1. Прошу повернуть!

Александр Парцхаладзе
                Там  рукоятка  медного  звонка,               
                Похожая на ключик заводной игрушки,    
                А сверху надпись, что запала в душу,    
                Пусть  непонятно  мне, о чем она -         
                О том, как  мне  войти?               
                Иль навсегда  оставить  этот  путь?      
                Забыть о прошлом? Или  попытаться       
                На  миг один  себе  его  вернуть?   
               
               
           - Или попытаться?  Пятнышками памяти сложить мерцающее,  как полотно Сёра -  то, что ушло, испарилось бесследно,  словно редкие капли так и не прошумевшего ливня.               
            Я не стану звонить, дома все равно никого нету. Мама умерла семь лет назад. Борис,  отец? - нет, все-таки отчим - тоже, на четыре года раньше. Я никогда не говорил ему "папа", всегда просто "дядя Боря", даже когда самому исполнилось сорок - почему же теперь, после его смерти, я иногда стал называть его отцом?               
            Я мог бы сказать:  я не помню родного отца,  но именно здесь,  у парадной,  на двух каменных ступенях - один миг:  я на верхней, у мамы на руках, он, отец, на нижней, прощаясь, касается меня ладонью и уходит. Уходит от меня навсегда, не дожив и до тридцати - фронтовик, переживший Войну, одолевший, казалось, и немецкий концлагерь.               
            Гии наверняка нет дома и,  скорее всего,  нет и в Городе.  Он часто уезжает - одиночество не радует,  и в пустых комнатах голоса ушедших  начинают  звучать нестерпимо  громко.  Он родился,  когда я учился на третьем курсе.  Ему исполнилось три месяца, когда я женился, и два года, когда я перебрался в другое жилье.               
            Парадная заперта. Как облуплена краска на ней!
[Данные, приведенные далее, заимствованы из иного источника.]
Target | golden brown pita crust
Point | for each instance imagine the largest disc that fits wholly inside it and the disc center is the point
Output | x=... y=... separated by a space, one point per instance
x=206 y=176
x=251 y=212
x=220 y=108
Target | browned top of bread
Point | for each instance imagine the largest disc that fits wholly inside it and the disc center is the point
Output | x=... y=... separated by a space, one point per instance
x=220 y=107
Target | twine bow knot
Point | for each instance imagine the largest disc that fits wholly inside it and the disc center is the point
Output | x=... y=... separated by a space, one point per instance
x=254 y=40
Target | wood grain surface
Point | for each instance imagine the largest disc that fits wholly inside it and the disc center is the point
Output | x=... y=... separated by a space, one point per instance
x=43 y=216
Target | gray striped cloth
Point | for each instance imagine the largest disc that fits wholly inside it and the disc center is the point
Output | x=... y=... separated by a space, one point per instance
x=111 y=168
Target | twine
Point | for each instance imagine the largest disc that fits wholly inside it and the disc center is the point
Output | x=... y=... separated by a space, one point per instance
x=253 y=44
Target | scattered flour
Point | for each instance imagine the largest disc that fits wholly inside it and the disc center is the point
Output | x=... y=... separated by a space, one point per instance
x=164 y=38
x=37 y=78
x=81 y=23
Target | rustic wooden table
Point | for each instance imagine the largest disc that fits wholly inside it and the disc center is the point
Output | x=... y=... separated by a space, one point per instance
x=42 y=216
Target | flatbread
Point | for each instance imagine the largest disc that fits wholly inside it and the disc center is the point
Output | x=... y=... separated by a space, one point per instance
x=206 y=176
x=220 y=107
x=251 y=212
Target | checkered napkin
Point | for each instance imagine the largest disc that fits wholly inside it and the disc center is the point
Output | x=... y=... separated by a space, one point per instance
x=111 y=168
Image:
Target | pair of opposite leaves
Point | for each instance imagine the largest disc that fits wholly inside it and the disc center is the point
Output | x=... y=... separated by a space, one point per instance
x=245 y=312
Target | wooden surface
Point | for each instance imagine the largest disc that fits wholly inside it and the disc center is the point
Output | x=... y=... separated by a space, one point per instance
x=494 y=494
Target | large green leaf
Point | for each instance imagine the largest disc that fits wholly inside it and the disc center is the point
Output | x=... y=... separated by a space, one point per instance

Под новой коричневой местами видна старая, когда-то вишневого цвета, поблекшая,  как прошлогодняя листва.  Там, за дверью,  десять ступеней  широкой  лестницы и длинный застекленный балкон покрыты линолеумом.  Линолеум не только вымыт,  он натерт мастикой - мама любит чистоту и порядок.  Бесцветная  мастика пахнет скипидаром, пол блестит, ноги скользят - тут не то что на двух ногах - на четырех лапах удержаться трудно, даже нашему котенку, Чомбе.               
            Почему Чомбе? - Черному.  Ну, и Тенгиз,  конечно,  в этом замешан - он скоро вновь появится здесь, в "Виражах".  Гизи  приносил с собой стишки и сплетни о знаменитостях,  новости городские и международные.  Тогда на слуху были эти имена:  Лумумба и Чомбе,  Мобуту и Касавубу.  Бедный Лумумба! Для Тенгиза он оказался лишь удачной мишенью очередной остроты-скороговорки:               
            БЫЛ БЫ УМ БЫ У ЛУМУМБЫ, БЫЛ БЫ ЧОМБЕ НИПОЧЕМ БЫ, ДАЛИ ЧОМБЕ КИРПИЧОМ БЫ!               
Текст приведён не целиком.